Cynthia A. Connolly, PhD, RN, is a historian, pediatric nurse practitioner, and the Rosemarie B. Greco Term Endowed Associate Professor in Advocacy at Penn Nursing. She is also an Associate Director at the Barbara Bates Center for the Study of the History of Nursing and the Co-Faculty Director at the Field Center for Children’s Policy, Practice, and Research.
Dr. Connolly’s research analyzes the historical forces that have shaped children’s health care delivery and family policy in the United States. Her book, Children and Drug Safety: Balancing Risk and Protection in Twentieth Century America (2018, Rutgers University Press), received the American Public Health Association’s Arthur J. Viseltear Prize. The book was funded through a Robert Wood Johnson Foundation Investigator Award in Health Policy Research grant and a fellowship from the National Endowment for the Humanities. An earlier book, Saving Sickly Children: The Tuberculosis Preventorium in American Life, 1909-1970 received the Lavinia Dock Award from the American Association for the History of Nursing.

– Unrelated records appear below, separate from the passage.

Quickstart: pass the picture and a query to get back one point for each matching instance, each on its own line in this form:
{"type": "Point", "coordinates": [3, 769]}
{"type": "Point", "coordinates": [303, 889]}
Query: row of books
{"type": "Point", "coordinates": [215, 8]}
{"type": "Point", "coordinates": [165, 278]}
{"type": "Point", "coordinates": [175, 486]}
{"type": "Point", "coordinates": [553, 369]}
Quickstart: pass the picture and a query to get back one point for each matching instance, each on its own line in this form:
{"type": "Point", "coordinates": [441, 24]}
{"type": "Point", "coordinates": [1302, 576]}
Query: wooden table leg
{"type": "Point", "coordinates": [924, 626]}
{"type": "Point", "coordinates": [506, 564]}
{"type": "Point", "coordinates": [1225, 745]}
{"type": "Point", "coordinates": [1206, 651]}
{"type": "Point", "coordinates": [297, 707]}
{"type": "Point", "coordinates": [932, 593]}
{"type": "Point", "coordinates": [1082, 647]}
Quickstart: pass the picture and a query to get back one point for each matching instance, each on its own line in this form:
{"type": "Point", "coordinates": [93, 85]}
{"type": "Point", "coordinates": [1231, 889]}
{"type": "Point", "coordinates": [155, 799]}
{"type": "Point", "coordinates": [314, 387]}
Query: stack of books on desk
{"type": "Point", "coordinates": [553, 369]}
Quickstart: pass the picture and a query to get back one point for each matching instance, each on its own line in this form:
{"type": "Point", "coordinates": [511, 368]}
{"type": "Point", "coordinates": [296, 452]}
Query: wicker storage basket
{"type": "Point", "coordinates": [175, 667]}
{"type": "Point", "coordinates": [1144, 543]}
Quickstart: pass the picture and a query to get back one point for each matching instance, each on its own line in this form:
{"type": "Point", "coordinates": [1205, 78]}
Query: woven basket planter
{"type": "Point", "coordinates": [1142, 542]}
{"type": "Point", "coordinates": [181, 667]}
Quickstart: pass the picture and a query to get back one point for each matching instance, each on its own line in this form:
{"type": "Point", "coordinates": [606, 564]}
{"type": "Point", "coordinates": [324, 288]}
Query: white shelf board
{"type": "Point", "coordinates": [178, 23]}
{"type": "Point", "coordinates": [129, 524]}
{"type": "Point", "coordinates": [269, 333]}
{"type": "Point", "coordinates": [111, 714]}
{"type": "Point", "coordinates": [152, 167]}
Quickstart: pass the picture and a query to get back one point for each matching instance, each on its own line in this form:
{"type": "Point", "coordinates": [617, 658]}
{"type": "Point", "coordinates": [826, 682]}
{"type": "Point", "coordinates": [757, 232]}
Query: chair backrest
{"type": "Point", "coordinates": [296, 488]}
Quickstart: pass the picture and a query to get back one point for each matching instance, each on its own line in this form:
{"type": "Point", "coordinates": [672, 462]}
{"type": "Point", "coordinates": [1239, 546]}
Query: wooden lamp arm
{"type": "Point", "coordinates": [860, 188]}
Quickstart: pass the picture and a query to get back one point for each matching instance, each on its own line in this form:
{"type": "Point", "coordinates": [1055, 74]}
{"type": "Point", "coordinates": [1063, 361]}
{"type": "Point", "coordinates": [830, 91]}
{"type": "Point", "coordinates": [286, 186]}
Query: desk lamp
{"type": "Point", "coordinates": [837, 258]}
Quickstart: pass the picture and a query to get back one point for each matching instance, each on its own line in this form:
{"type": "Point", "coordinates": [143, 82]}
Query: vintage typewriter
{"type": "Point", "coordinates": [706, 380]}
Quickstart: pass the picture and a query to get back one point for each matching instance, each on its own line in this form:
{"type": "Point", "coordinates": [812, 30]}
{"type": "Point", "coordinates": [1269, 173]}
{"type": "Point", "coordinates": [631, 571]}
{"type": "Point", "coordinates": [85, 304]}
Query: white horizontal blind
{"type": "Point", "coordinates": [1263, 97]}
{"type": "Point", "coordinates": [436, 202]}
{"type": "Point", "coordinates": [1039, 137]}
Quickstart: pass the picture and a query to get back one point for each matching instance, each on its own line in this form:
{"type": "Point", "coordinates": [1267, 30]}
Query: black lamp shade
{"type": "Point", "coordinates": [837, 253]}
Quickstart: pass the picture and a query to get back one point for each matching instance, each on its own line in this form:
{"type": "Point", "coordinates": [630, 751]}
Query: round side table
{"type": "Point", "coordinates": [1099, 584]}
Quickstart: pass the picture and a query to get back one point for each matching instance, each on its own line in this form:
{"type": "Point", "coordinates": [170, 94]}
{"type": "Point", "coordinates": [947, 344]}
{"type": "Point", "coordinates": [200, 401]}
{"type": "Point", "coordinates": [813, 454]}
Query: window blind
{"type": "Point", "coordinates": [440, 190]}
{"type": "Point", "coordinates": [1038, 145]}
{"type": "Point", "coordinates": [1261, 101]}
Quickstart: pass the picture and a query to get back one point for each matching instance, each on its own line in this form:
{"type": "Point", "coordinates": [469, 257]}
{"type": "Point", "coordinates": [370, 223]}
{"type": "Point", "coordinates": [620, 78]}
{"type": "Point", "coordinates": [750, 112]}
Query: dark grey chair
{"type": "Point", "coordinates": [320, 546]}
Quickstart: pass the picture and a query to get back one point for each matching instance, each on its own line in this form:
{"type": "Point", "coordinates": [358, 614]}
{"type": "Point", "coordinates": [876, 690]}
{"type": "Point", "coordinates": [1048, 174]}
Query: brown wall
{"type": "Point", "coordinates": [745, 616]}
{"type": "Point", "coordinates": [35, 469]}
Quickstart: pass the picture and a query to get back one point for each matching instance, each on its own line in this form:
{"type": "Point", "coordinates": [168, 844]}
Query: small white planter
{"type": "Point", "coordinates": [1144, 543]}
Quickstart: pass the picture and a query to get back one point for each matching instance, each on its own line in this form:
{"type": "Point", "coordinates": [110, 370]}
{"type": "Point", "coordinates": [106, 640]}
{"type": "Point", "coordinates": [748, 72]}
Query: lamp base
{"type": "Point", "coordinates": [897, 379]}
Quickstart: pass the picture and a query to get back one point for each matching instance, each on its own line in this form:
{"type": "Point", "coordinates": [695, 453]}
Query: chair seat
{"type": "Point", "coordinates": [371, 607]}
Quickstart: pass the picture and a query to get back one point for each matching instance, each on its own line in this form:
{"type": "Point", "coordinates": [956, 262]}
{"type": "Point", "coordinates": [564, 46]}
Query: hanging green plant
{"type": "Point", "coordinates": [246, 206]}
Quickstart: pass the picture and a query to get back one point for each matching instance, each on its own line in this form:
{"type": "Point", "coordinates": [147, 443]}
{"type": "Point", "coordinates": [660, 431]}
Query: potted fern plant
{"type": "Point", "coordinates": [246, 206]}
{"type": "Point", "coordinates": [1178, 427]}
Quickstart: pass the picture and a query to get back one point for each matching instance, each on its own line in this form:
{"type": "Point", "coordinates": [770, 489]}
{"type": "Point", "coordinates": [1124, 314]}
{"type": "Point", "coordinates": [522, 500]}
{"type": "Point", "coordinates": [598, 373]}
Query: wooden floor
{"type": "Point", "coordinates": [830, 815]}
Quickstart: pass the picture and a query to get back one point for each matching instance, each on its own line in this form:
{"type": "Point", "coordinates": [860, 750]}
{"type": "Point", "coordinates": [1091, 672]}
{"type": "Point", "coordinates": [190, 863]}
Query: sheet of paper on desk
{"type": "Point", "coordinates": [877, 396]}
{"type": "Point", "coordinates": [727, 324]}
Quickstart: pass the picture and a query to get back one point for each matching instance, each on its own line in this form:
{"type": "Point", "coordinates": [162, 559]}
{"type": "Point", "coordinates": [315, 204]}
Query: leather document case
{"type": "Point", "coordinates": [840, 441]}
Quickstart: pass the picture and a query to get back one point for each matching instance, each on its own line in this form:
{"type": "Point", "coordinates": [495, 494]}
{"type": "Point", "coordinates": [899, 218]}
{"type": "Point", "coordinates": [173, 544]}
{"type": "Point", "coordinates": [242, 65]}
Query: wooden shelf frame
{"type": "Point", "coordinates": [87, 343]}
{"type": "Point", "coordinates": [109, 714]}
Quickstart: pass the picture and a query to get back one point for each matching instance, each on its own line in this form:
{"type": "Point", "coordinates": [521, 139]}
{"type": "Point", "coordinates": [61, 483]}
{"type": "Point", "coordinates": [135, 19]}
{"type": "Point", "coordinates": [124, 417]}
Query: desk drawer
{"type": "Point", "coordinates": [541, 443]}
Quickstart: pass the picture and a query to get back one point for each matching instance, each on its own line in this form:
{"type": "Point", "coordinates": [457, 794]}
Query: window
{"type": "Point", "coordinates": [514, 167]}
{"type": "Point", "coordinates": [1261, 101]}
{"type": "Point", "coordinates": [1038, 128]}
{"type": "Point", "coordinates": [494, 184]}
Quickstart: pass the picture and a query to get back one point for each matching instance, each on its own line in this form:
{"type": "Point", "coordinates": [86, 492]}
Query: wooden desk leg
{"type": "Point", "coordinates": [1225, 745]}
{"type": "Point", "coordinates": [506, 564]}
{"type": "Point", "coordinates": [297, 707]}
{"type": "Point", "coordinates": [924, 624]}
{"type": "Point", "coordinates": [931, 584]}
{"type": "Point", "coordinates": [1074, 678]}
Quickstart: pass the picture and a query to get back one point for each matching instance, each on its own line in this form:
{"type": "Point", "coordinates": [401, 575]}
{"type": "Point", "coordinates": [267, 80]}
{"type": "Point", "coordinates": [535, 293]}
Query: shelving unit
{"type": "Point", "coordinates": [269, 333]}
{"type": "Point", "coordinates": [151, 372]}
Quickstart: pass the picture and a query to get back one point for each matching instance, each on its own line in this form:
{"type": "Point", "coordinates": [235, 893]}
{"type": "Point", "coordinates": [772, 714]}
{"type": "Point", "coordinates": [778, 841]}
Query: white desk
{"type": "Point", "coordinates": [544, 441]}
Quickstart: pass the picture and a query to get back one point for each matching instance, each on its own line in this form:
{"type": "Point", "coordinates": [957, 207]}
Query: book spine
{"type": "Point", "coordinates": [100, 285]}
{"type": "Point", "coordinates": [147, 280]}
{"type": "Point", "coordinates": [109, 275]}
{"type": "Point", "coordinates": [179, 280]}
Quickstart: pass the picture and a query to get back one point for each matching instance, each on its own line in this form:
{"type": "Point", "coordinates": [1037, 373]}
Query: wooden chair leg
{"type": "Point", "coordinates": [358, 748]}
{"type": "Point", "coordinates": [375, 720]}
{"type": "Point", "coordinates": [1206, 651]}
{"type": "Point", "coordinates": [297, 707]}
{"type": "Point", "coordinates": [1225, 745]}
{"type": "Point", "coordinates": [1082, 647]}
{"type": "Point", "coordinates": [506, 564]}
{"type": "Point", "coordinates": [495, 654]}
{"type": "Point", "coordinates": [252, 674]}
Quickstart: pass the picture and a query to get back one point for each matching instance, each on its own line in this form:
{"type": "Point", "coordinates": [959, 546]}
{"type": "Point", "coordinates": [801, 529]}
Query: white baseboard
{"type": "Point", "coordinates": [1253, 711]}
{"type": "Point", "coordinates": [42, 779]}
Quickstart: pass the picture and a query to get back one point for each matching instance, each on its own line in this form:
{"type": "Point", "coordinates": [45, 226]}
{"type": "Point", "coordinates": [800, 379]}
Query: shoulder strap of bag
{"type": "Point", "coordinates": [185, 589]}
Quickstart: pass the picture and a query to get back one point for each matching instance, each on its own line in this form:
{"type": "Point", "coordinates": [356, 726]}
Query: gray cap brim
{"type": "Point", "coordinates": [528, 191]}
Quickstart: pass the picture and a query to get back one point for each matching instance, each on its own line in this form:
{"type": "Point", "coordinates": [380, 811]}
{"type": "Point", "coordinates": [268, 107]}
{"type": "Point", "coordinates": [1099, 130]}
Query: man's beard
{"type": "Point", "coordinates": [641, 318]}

She received her Bachelor of Science in Nursing from the University of Pennsylvania, her Master of Science in Nursing from the University of Rochester, and PhD from the University of Pennsylvania. She also completed a postdoctoral fellowship at the Center for the History and Ethics of Public Health at Columbia University’s Mailman School of Public Health, and a legislative fellowship in the office of former U.S. Senator Paul Wellstone.